I’ll leave the arrangement as is for now and then see what happens in September. There is a conservatoire in the town that my children go to school in so I might see what they have on offer there.

OP posts:
CaribouCarafe · 18/06/2021 10:50

Tbh speaking as someone who teaches music, 45 mins was a bit ridiculous as a starting point for a 5 year old to begin with. Teacher should have known this.

The teacher was out of order to not consult you about all the lesson changes and to mess your son around.

If you're otherwise happy with the teacher then it seems like an ok arrangement to have 30 mins for your youngest. I'd be inclined to reduce your other child's lessons to the same amount so there isn't any sense of unfairness (plus as I said earlier I always started with 30 mins of high quality lessons and only increased lesson length when necessary - around grade 5).
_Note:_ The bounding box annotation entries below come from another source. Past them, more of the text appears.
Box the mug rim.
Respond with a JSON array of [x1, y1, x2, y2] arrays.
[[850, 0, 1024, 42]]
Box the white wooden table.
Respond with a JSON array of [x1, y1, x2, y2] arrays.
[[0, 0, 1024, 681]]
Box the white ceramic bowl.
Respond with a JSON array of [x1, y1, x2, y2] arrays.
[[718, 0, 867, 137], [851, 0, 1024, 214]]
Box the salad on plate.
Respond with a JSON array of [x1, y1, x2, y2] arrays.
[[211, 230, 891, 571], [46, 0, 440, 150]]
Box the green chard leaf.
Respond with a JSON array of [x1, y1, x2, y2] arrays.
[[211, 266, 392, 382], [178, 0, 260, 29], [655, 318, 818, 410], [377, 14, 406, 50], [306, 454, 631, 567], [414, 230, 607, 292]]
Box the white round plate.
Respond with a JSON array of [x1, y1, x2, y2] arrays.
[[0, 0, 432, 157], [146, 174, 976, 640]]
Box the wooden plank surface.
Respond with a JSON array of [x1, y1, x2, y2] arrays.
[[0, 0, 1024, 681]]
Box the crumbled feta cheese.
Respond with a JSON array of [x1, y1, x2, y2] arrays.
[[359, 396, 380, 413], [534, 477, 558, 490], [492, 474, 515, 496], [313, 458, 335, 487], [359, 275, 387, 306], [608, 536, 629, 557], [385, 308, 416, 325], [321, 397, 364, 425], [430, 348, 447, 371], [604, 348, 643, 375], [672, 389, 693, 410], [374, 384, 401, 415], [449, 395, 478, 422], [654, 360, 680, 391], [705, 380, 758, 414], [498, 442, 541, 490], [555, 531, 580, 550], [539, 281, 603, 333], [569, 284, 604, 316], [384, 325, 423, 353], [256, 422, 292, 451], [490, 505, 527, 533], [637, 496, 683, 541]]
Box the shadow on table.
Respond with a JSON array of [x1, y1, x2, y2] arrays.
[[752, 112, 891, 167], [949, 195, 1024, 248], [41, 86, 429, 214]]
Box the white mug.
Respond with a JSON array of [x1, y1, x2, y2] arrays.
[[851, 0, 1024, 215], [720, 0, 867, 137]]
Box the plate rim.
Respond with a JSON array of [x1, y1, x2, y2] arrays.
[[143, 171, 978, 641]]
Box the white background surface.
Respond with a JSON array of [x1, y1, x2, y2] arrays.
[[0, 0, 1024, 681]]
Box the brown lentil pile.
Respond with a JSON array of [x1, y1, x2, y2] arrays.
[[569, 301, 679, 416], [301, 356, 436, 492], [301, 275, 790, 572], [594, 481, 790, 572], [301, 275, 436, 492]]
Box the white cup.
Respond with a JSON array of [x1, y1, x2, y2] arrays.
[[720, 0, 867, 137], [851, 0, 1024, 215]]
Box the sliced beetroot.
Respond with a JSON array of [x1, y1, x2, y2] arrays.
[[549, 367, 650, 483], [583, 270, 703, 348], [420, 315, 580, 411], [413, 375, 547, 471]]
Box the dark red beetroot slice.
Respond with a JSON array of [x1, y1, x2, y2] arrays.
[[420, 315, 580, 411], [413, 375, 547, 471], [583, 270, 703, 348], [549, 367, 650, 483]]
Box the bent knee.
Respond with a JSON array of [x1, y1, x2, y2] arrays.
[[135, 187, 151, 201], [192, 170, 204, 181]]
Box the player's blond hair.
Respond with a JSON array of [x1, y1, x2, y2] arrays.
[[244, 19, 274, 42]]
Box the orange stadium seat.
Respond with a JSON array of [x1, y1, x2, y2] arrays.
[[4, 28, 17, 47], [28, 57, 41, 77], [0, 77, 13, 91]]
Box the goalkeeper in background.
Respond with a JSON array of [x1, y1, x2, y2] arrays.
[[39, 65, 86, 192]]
Your friend hasn't exactly been blameless in this situation but ultimately the teacher should have been more professional about it and treated you as completely separate clients.

ilovesushi · 20/06/2021 12:59

I would get it in writing (email) what the agreement is. How long, what time, private or shared lesson, how much. Your friend should have nothing to do with arrangements for your DC.

Moominmammacat · 20/06/2021 14:33

Mine used to get 15' at this age

SouthLondonMommy · 20/06/2021 16:27

If she is really your friend, be honest with her and say you'd have expected her to discuss it with you first and get your okay before changing your children's lessons. Hopefully she'll apologise and you can move on. Also, tell the teacher you hadn't actually been consulted and I'm sure he'll be mortified.

However, 30 min for a 5 year old is actually the better outcome so I wouldn't cut off your nose to spite your face. Stick with what been agreed. It will work better for your son and cost you less money!

squintsoftheworldunite · 25/06/2021 07:42

I think the outcome sounds perfect, the route to get there sounds rubbish. Of your friend mainly, but also of the teacher. It's possible that because of the shared lessons, your friend convinced him you were on board with whatever plan she sold him. But he has not handled it well.

Side note, I love the idea of him including guitar and percussion exploring in the lessons for the little one. It's a good way of holding his attention for longer and giving him different musical experiences.

lanthanum · 26/06/2021 16:48

45 minutes is long at that age. It's presumably what he uses as his standard slot, and he probably didn't think to suggest a shorter lesson, or perhaps worried that if he did, he'd be left with a 15/30 minute slot he couldn't use. The communication has been poor, but you're probably better off with 30 minute lessons - value for money is probably rather lower for the last 15 minutes.